Perhaps the death knell for Tinder as a romantic app was sounded when Format Magazine defined Tinder as, “a helpful platform for putting out open calls for interns, apprentices, or business partners, and it naturally selects for a local demographic. Maybe not so romantic, but Tinder was never romantic.” Truer words were never spoken.  

Of course, there are spaces to make boardroom connections and places to make bedroom connections. But perhaps our generation is okay with intertwining the two.  May be nonchalantly switching between private, intimate conversation and professional workspace banter isn’t that big a deal anymore.
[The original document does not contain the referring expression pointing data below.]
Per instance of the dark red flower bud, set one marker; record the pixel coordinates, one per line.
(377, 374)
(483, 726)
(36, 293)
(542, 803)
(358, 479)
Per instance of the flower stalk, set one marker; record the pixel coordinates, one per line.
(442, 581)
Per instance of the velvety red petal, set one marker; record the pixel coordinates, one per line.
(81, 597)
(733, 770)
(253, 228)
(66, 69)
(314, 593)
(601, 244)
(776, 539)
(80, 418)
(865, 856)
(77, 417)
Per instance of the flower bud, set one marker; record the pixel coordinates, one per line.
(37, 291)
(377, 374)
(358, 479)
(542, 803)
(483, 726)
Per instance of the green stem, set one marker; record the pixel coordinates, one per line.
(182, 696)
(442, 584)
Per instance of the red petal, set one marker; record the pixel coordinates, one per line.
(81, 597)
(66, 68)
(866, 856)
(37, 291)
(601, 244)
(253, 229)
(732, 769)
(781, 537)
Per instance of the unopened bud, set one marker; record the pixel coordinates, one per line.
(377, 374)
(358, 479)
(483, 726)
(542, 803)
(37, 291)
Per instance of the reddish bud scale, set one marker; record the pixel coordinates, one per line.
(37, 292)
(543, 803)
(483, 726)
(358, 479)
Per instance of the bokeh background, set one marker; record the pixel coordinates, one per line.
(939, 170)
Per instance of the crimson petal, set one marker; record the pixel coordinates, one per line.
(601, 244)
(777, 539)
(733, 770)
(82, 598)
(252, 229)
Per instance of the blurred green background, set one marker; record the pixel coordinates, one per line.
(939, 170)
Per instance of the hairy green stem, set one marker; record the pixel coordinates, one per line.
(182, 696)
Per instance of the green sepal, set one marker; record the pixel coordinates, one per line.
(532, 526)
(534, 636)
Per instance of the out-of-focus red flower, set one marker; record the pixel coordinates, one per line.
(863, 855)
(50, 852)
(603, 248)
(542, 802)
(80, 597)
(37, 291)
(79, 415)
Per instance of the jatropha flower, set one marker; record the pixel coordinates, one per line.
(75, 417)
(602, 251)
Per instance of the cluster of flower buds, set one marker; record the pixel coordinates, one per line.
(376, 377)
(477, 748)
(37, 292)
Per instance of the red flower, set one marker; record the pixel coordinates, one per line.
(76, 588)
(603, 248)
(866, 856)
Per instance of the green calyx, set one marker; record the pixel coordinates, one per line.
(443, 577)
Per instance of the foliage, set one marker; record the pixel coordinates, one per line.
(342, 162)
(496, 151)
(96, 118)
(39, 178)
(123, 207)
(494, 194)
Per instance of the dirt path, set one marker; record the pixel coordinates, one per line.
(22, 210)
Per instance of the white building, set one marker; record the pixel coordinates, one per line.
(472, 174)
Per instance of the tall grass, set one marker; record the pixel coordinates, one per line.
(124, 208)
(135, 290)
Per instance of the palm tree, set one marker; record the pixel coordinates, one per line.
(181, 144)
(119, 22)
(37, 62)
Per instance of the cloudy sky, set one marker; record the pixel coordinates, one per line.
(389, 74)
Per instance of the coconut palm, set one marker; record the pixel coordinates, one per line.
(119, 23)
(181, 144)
While it’s fair to assume that “only here for networking” is the new “not here for hookups”, I worry about what’s next. In the past year alone, I’ve come across profiles of happily married men and women, DPs with their family et al, looking for potential matches to satiate their networking nymphomania. There’s also a steadily growing number of young creatives swiping right for freelance work on dating apps. But my most terrifying experience was when an HR slid into my DMs on Facebook to offer me (and five other writers from our team) a job opportunity at their new, up-and-coming content firm. It’s made me miss the days when unsolicited Facebook DMs read “show bobs and vagene” as opposed to “see jobs and mail chain.”

For those of you who turn to Tinder in a low moment, now you have a new reason to consider it when you’ve actually been fired. It’s not idling or living in denial – now you know that any swipe can change your [professional] life.